Unless otherwise noted, neither the sources cited in Inside Wall Street nor their firms hold positions in the stocks under discussion. Similarly, they have no investment banking or other financial relationships with them.

Athenahealth, the Doctor's Friend

In times of economic woe, doctors get more cost- conscious. So demand is rising for the services of Athenahealth (ATHN), the largest publicly traded provider of Web-based systems that automate and manage billing-related functions for physicians. It has over 13,500 medical providers in its national network.

Athena's services help health providers get "faster reimbursement from payers, reduce errors, hike collections, cut costs, and efficiently manage clinical and billing information," says Richard Close of investment firm Jefferies (JEF) (it has done banking for Athenahealth), who rates the stock a buy.

Sean Wieland of Piper Jaffray says Athenahealth (a client) is largely insulated from the economy's swings by its fee-based revenues.

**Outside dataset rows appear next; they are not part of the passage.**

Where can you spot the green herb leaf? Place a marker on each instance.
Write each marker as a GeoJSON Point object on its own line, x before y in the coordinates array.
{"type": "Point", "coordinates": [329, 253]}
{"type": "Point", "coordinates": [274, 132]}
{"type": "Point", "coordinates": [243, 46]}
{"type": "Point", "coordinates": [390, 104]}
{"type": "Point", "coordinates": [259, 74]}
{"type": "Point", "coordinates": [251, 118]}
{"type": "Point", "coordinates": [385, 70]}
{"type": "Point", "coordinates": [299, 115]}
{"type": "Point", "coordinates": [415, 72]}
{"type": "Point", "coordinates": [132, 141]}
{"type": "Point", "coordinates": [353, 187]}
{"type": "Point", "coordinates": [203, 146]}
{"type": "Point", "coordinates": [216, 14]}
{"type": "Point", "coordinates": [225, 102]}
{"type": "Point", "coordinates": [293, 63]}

He rates the stock, now at 26, a buy with a year's target of 37. He sees profits of 55 cents a share in 2008 and 65 cents in 2009, vs. 26 cents in 2007.

Unless otherwise noted, neither the sources cited in Inside Wall Street nor their firms hold positions in the stocks under discussion. Similarly, they have no investment banking or other financial relationships with them.